JAKARTA,(Fokuspantura.com),- Ketua Kamar Dagang dan Industri Indonesia (KADIN) Bidang Maritim, Prof Rohmin Dahuri mengungkapkan Indonesia saat ini layak berbangga diri, lantaran masuk kategori negara produsen rumput laut terbesar kedua di dunia, sebesar 34,6 persen, setelah China sebesar 50,1 persen. penegasan itu disampaikan berdasarkan data Food and Agriculture Organization (FAO) PBB tahun 2017, dalam acara Forum Pertemuan Discussion bersama Stakeholder, dengan tema Peluang Usaha Rumput Laut yang Berkelanjutan di Indonesia, di Gedung KADIN, Lantai 3, Kuningan, Senin(30/4/2018).
Di hadapan para stakeholder, Rokhmin mengatakan di tahun 2016 silam, Indonesia mampu mengekspor hasil rumput laut sebanyak 82,10 %, dengan jumlah 182,37 ribu ton ke negeri China.
Meski pernah mengalami masa kejayaan, Rokhmin yang merupakan Ketua Masyarakat Akuakultur Indonesia (MAI) ini mengingatkan ada banyak tantangan yang harus dihadapi industri rumput laut kedepannya.
“Permasalahan dan tantangan industri rumput laut Indonesia cukup banyak, sebagian besar produksi budidaya rumput laut bergantung pada alam, harga jual rumput laut di tingkat pembudidaya sangat fluktuatif,” terang Rokhmin dalam forum diskusi tersebut.
Menurutnya, masalah lain yang dikeluhkan mantan Menteri Kelautan dan Perikanan Kabinet Gotong Royong Era Megawati Seokarno Putri ini adalah, minimnya jumlah dan kapasitas industri pengolahan rumput laut.
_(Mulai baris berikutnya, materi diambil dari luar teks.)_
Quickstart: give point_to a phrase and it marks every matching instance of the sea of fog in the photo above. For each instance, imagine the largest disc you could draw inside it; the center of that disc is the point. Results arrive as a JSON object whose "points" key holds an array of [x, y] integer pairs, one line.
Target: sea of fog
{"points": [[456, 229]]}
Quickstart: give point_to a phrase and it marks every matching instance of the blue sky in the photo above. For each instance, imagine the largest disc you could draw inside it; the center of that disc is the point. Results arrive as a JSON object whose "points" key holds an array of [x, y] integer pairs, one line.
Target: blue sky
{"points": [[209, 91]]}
Ia menjelaskan, sebagian besar ekspor berupa bahan baku rumput laut kering, Euchema spp (84%), dan Gracillarua spp (38%).
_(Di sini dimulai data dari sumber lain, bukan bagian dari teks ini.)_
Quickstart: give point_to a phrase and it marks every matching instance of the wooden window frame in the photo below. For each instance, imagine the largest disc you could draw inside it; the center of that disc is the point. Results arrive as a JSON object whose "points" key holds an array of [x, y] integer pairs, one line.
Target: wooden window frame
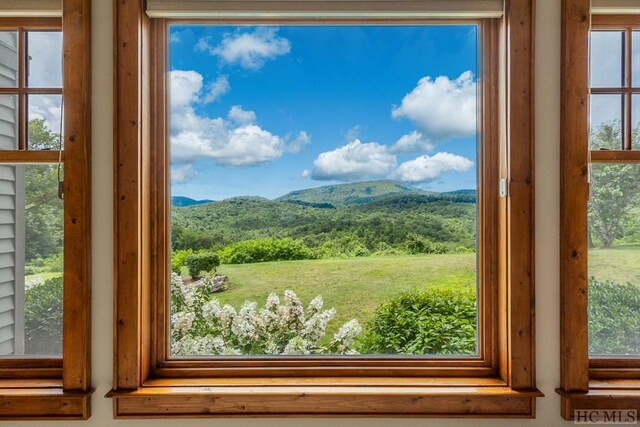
{"points": [[34, 388], [147, 383], [601, 382]]}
“Selain itu, rendahnya kualitas SDM pembudidaya rumput laut, rantai pasok (supply chain) antara industri hulu dengan hilir yang terlalu panjang dan tidak efisien,” tambahnya.
Rokhmin pun mengakui, hampir keseluruhan industri hilir rumput laut saat ini masih terkonsentrasi di beberapa kota besar seperti Jakarta, Surabaya. Sedangkan konsentrasi industri hulu tersebar di Indonesia bagian timur.
“Masalah lainnya, kurangnya ketersediaan bibit yang baik, kondisi cuaca/ iklim yang tidak mendukung sepanjang waktu, tata ruang pemanfaatan wilayah perairan yang tumpang tindih, sulitnya akses ke sumber modal,” imbuh Guru Besar Fakultas Perikanan dan Ilmu Kelautan IPB ini.